Beipu
"J'ai eu le bras courbaturé pendant deux jours après avoir broyé des feuilles de thé à Beipu. Personne ne m'avait prévenu que le lei cha était un exercice physique."
Une ville hakka dans les collines du comté de Hsinchu connue pour son rituel du thé pilé, ses maisons patrimoniales en bois et brique, et une récolte de kakis qui fait virer des cours entières à l'orange chaque automne.
C’est la cousine de Lia, qui avait étudié un semestre à Hsinchu des années plus tôt, qui a insisté pour qu’on fasse un détour par Beipu au lieu d’aller directement de la ville de Hsinchu à la côte. « C’est hakka, pas hoklo », nous a-t-elle dit, comme si cette seule distinction expliquait tout. En un sens, c’était le cas, une fois sur place — Beipu vit selon son propre dialecte, ses propres traditions culinaires, et une version de la vie taïwanaise des collines qui semblait distincte de tout ce que nous avions vu ailleurs sur l’île.

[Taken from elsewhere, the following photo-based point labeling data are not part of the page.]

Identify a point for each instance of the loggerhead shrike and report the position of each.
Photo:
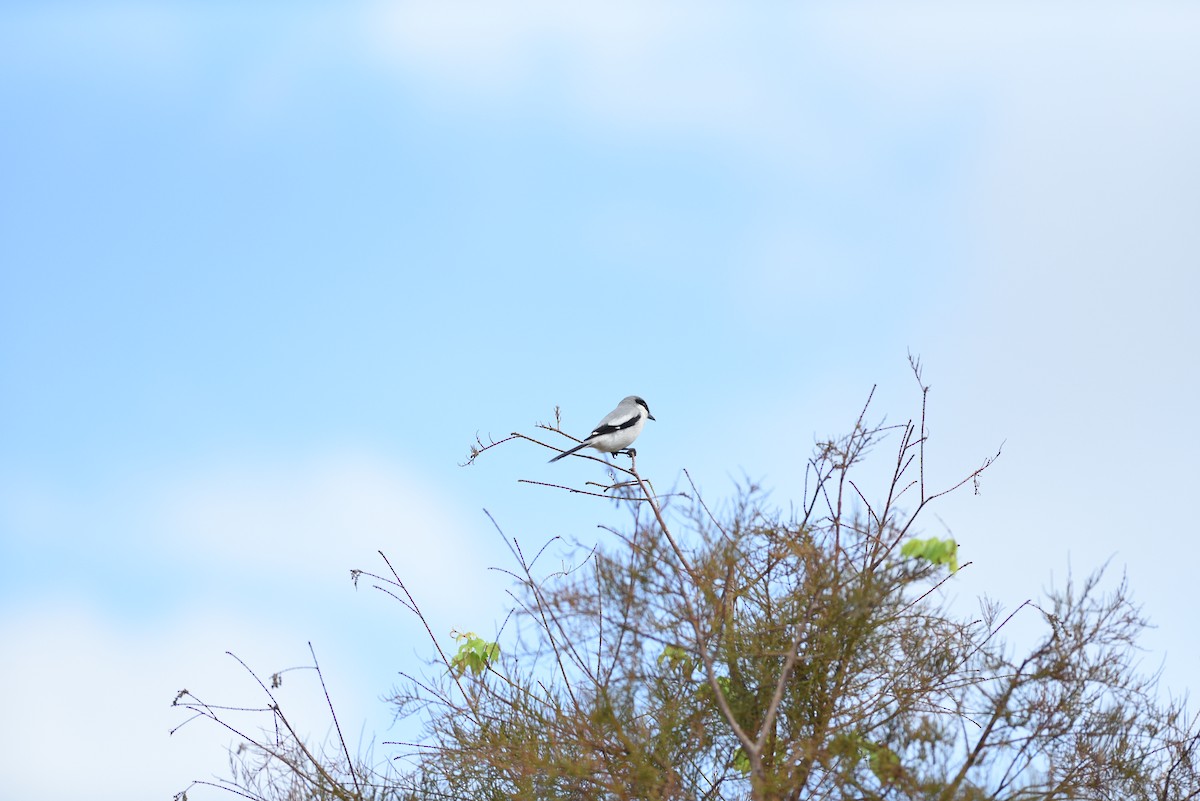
(617, 431)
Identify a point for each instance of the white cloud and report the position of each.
(88, 700)
(251, 556)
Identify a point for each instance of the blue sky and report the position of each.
(265, 272)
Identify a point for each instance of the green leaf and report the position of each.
(474, 654)
(939, 552)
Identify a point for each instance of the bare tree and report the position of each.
(744, 652)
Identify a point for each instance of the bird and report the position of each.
(617, 431)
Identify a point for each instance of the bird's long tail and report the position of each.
(577, 447)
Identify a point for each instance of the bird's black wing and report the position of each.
(609, 428)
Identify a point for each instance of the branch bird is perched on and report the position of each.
(617, 431)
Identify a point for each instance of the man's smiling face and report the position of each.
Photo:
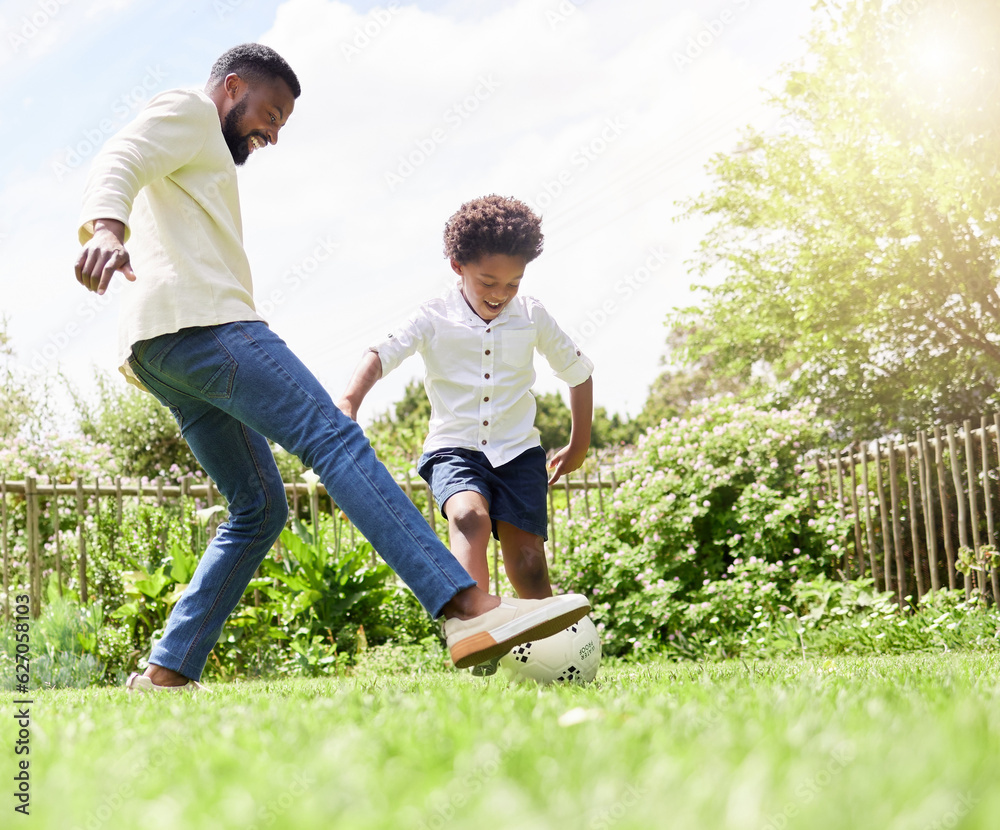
(260, 109)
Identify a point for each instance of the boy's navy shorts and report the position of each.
(516, 491)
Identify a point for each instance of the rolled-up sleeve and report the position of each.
(567, 361)
(402, 342)
(168, 133)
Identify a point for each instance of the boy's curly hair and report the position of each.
(493, 225)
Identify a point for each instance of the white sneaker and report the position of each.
(140, 684)
(511, 623)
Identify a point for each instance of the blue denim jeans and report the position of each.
(231, 387)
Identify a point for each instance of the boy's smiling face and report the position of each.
(490, 282)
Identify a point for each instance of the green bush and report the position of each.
(713, 517)
(72, 646)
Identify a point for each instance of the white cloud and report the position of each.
(589, 118)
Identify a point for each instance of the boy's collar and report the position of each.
(457, 304)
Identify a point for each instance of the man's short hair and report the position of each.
(254, 62)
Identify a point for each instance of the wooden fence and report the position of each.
(913, 505)
(42, 497)
(941, 485)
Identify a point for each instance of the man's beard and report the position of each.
(238, 145)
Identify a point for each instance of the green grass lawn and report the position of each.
(887, 743)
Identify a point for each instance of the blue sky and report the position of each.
(600, 114)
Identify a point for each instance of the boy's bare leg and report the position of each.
(524, 561)
(469, 527)
(464, 605)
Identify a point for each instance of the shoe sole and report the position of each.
(489, 644)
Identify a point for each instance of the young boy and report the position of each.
(482, 457)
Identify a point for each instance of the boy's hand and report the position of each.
(104, 254)
(345, 406)
(565, 461)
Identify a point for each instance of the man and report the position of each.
(190, 334)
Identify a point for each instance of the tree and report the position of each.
(398, 435)
(683, 384)
(854, 247)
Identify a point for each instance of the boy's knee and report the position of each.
(469, 519)
(532, 569)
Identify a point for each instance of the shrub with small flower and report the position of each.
(713, 519)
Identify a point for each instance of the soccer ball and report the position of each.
(571, 656)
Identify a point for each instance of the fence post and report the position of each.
(600, 488)
(3, 548)
(949, 544)
(31, 530)
(858, 546)
(930, 530)
(970, 475)
(956, 475)
(988, 505)
(884, 516)
(81, 542)
(869, 530)
(54, 511)
(912, 512)
(897, 530)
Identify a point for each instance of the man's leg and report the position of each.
(241, 464)
(248, 372)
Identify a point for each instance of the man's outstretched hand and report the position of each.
(104, 254)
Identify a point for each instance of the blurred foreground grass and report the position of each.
(891, 743)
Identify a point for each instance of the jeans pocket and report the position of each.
(192, 359)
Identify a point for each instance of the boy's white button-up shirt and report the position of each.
(479, 374)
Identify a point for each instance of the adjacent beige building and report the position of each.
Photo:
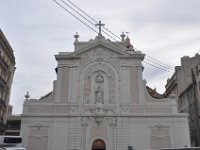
(7, 68)
(185, 85)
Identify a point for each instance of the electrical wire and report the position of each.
(155, 62)
(74, 16)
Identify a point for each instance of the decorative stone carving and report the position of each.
(99, 78)
(99, 95)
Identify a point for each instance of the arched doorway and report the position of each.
(98, 145)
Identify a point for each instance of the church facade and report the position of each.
(100, 102)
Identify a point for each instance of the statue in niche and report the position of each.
(99, 95)
(99, 78)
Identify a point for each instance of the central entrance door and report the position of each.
(98, 145)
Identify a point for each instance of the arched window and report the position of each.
(98, 145)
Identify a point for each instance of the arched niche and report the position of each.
(98, 144)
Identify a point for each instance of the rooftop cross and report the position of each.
(99, 24)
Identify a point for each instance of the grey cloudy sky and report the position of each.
(38, 29)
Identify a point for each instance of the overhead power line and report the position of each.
(156, 63)
(74, 16)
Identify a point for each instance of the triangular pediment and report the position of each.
(116, 48)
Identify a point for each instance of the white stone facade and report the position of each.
(99, 101)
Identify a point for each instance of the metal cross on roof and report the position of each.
(100, 24)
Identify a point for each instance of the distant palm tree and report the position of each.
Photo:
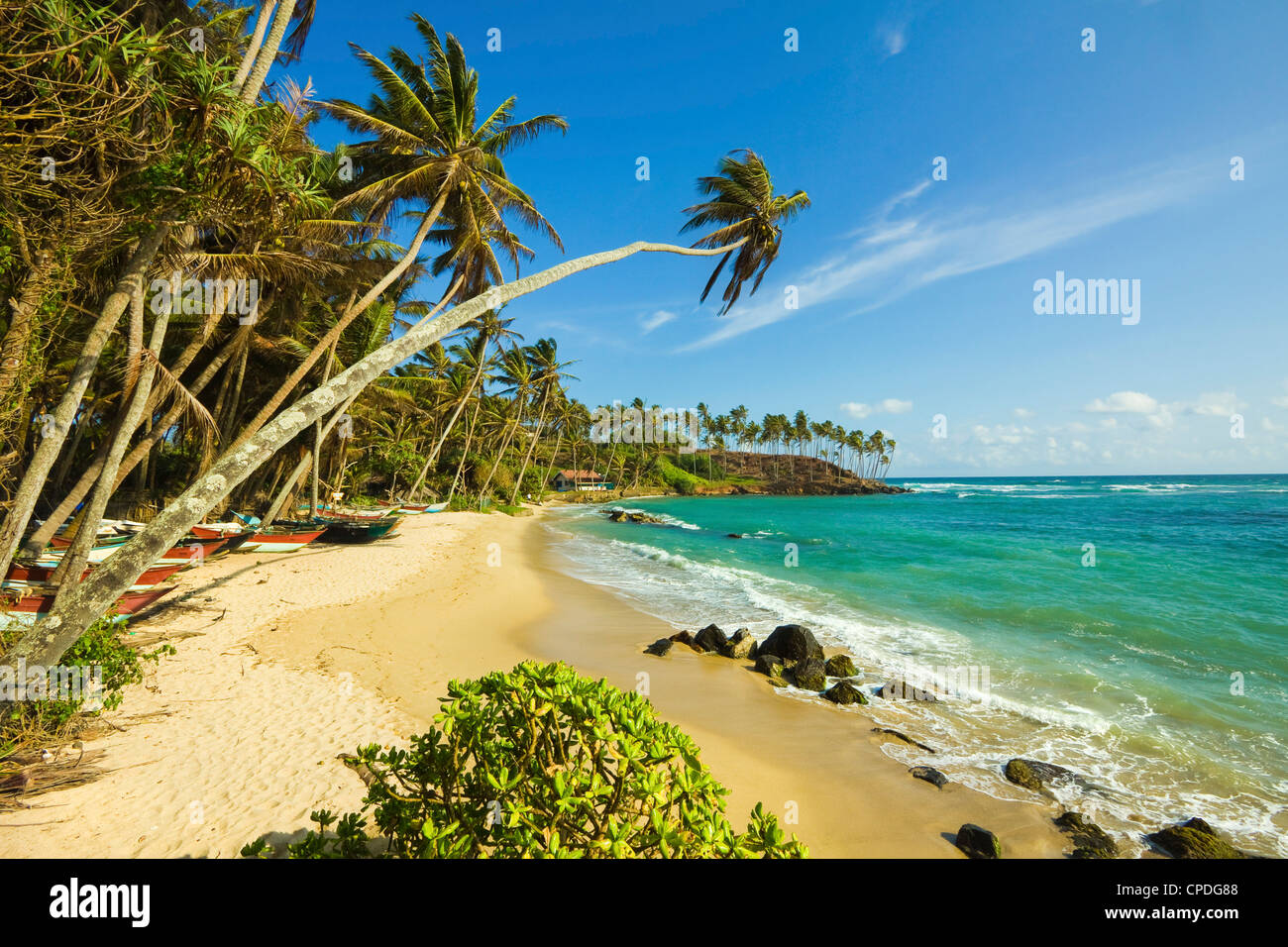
(746, 208)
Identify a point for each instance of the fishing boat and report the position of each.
(21, 577)
(235, 534)
(286, 540)
(412, 509)
(357, 530)
(39, 599)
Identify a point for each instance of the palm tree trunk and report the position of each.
(353, 311)
(257, 40)
(541, 421)
(68, 571)
(267, 53)
(47, 451)
(40, 538)
(46, 643)
(447, 429)
(465, 454)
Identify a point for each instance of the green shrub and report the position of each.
(541, 763)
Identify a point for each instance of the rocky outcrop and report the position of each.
(741, 646)
(905, 737)
(709, 638)
(629, 517)
(809, 674)
(930, 775)
(903, 690)
(793, 643)
(978, 843)
(686, 638)
(840, 667)
(844, 692)
(1038, 776)
(1089, 839)
(1193, 839)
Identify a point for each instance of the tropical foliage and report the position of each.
(541, 763)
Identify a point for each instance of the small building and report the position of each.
(580, 479)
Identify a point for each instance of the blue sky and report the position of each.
(915, 296)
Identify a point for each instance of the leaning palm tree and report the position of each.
(745, 208)
(47, 642)
(428, 150)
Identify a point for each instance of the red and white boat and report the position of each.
(282, 541)
(42, 599)
(21, 577)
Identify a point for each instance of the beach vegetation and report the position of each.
(540, 763)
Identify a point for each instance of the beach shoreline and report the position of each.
(283, 664)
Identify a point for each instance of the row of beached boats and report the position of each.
(29, 589)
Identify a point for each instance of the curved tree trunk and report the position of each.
(68, 571)
(47, 642)
(40, 538)
(447, 429)
(47, 451)
(355, 309)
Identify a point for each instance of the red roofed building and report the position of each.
(580, 479)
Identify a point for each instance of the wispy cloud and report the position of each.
(658, 318)
(890, 406)
(893, 257)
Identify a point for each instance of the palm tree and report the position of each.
(745, 208)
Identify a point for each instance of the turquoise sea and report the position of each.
(1133, 629)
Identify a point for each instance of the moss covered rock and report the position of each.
(845, 692)
(840, 667)
(1090, 840)
(978, 843)
(1194, 839)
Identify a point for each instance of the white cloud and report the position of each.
(890, 406)
(1218, 403)
(890, 258)
(1125, 402)
(660, 318)
(896, 39)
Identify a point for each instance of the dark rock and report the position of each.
(1090, 840)
(902, 689)
(930, 775)
(845, 692)
(686, 638)
(902, 736)
(1037, 776)
(978, 843)
(741, 646)
(1193, 839)
(709, 638)
(793, 643)
(769, 665)
(840, 667)
(809, 674)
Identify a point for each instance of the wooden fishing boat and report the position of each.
(235, 534)
(281, 540)
(40, 599)
(344, 530)
(21, 577)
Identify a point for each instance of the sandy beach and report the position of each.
(284, 663)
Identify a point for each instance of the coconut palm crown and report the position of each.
(746, 209)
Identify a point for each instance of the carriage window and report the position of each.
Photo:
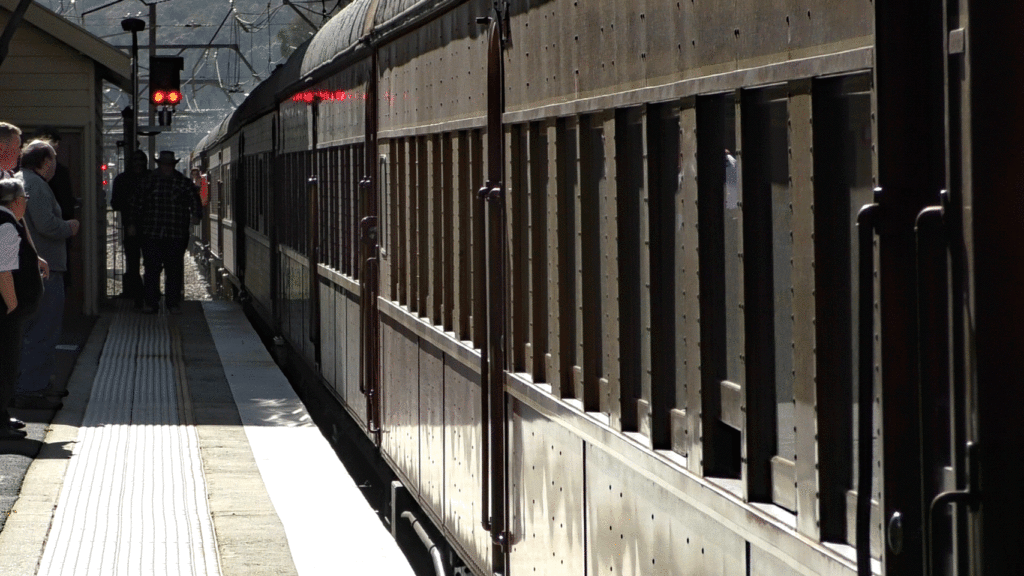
(721, 356)
(665, 189)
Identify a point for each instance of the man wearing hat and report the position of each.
(167, 203)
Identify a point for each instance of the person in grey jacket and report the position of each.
(49, 233)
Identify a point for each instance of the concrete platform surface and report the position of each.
(182, 449)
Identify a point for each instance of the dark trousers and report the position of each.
(132, 279)
(164, 254)
(10, 361)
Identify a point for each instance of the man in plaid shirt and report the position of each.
(162, 211)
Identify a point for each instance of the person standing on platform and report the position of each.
(49, 232)
(126, 187)
(20, 288)
(60, 184)
(10, 149)
(168, 203)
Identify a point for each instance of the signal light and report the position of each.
(165, 82)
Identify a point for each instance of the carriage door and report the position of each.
(369, 254)
(312, 192)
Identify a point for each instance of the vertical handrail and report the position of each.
(494, 489)
(933, 247)
(866, 223)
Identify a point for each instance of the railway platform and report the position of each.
(182, 449)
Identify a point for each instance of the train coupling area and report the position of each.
(182, 449)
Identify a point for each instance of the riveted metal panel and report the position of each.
(258, 256)
(687, 291)
(437, 72)
(353, 348)
(432, 427)
(258, 134)
(804, 309)
(341, 382)
(399, 402)
(463, 441)
(635, 526)
(555, 369)
(546, 480)
(816, 26)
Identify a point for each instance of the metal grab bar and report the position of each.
(866, 223)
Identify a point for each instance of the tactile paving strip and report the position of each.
(134, 500)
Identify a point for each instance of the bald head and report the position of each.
(40, 156)
(10, 146)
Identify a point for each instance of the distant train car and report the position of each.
(613, 288)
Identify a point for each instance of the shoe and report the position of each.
(10, 434)
(36, 402)
(54, 389)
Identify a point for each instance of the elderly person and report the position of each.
(10, 149)
(49, 232)
(20, 289)
(168, 202)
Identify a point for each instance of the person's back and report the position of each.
(126, 186)
(167, 205)
(161, 214)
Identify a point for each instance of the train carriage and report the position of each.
(596, 281)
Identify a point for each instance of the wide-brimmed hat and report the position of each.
(167, 157)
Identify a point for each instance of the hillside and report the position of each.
(215, 80)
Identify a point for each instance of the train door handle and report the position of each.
(867, 220)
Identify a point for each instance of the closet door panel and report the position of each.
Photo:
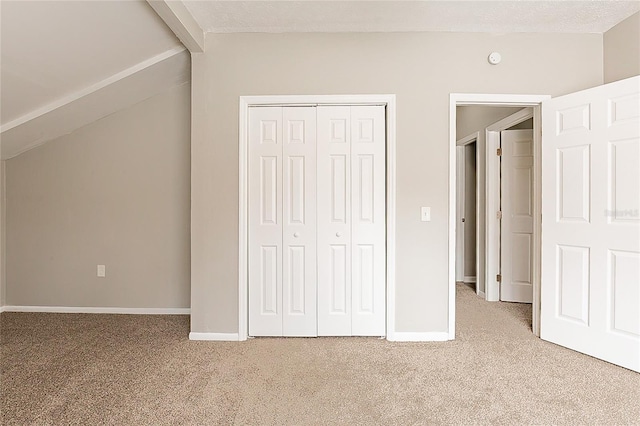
(265, 221)
(299, 221)
(368, 220)
(334, 220)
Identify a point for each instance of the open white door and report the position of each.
(516, 236)
(590, 290)
(460, 194)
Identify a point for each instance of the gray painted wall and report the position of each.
(116, 193)
(622, 50)
(422, 69)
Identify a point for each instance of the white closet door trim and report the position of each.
(389, 101)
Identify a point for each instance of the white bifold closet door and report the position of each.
(351, 221)
(282, 225)
(317, 221)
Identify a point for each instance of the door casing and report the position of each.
(505, 100)
(389, 102)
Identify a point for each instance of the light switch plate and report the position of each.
(426, 214)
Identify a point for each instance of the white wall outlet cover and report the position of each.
(494, 58)
(425, 214)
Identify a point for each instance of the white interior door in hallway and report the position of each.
(317, 221)
(516, 236)
(591, 222)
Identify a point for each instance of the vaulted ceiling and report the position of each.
(400, 16)
(65, 64)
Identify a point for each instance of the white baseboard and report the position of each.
(402, 336)
(97, 310)
(223, 337)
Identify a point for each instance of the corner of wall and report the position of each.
(3, 203)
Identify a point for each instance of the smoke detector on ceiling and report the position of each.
(494, 58)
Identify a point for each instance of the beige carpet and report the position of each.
(131, 370)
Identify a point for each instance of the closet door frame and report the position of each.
(246, 102)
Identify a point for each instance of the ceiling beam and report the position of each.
(176, 15)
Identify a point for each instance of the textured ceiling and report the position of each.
(52, 49)
(397, 16)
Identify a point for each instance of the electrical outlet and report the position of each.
(425, 214)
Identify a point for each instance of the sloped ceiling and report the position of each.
(64, 64)
(397, 16)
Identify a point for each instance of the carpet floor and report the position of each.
(138, 370)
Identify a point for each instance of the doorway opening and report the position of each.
(509, 187)
(487, 208)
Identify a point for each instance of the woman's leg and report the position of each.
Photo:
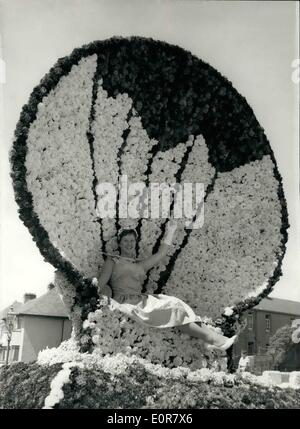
(204, 333)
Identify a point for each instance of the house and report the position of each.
(37, 323)
(261, 323)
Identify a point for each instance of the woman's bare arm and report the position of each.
(163, 249)
(105, 275)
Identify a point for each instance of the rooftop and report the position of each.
(15, 307)
(50, 304)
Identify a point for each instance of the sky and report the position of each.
(252, 43)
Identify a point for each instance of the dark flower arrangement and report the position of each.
(176, 95)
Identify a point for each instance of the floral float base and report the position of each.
(156, 113)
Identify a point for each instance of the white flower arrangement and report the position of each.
(81, 131)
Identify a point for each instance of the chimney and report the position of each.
(50, 286)
(28, 297)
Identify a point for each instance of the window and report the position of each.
(268, 322)
(250, 322)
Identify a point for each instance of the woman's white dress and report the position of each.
(155, 310)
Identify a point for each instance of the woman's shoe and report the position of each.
(224, 346)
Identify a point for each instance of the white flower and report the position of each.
(228, 311)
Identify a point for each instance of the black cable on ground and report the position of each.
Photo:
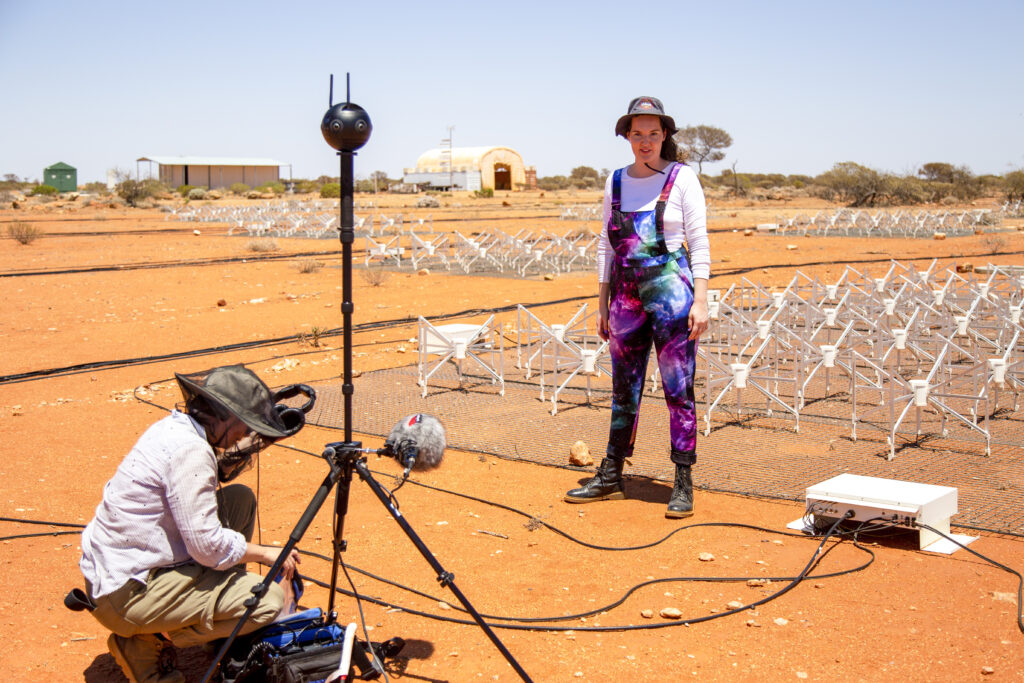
(167, 264)
(994, 563)
(334, 332)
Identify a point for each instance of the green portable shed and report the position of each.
(61, 176)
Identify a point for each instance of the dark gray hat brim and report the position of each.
(623, 125)
(238, 390)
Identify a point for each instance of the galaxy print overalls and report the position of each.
(651, 291)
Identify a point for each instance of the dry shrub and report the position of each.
(312, 337)
(309, 265)
(26, 233)
(376, 276)
(262, 245)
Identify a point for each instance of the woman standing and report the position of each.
(652, 290)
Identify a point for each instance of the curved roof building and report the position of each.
(471, 168)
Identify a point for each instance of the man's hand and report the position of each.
(268, 555)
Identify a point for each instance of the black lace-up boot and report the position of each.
(606, 484)
(681, 503)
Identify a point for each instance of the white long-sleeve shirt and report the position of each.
(685, 217)
(159, 509)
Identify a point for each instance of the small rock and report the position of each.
(580, 455)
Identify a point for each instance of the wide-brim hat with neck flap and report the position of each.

Le lei cha, ou comment mériter son thé
Beipu est le foyer spirituel du lei cha, le « thé pilé » — un rituel hakka où l’on broie à la main des feuilles de thé, du sésame, des cacahuètes et des céréales dans un bol en céramique à l’aide d’un pilon en bois, travaillant le mélange jusqu’à obtenir une pâte épaisse avant de la garnir de riz soufflé et d’eau chaude. Nous nous sommes assis dans une maison de thé juste à côté de la vieille rue en nous attendant à une charmante démonstration de cinq minutes. C’était plutôt quarante-cinq minutes de broyage continu, mon avant-bras me brûlant bien avant que la pâte n’atteigne la bonne consistance, pendant que la propriétaire circulait entre les tables en offrant la même critique pince-sans-rire à chaque visiteur : « broyez plus fin, broyez plus vite. »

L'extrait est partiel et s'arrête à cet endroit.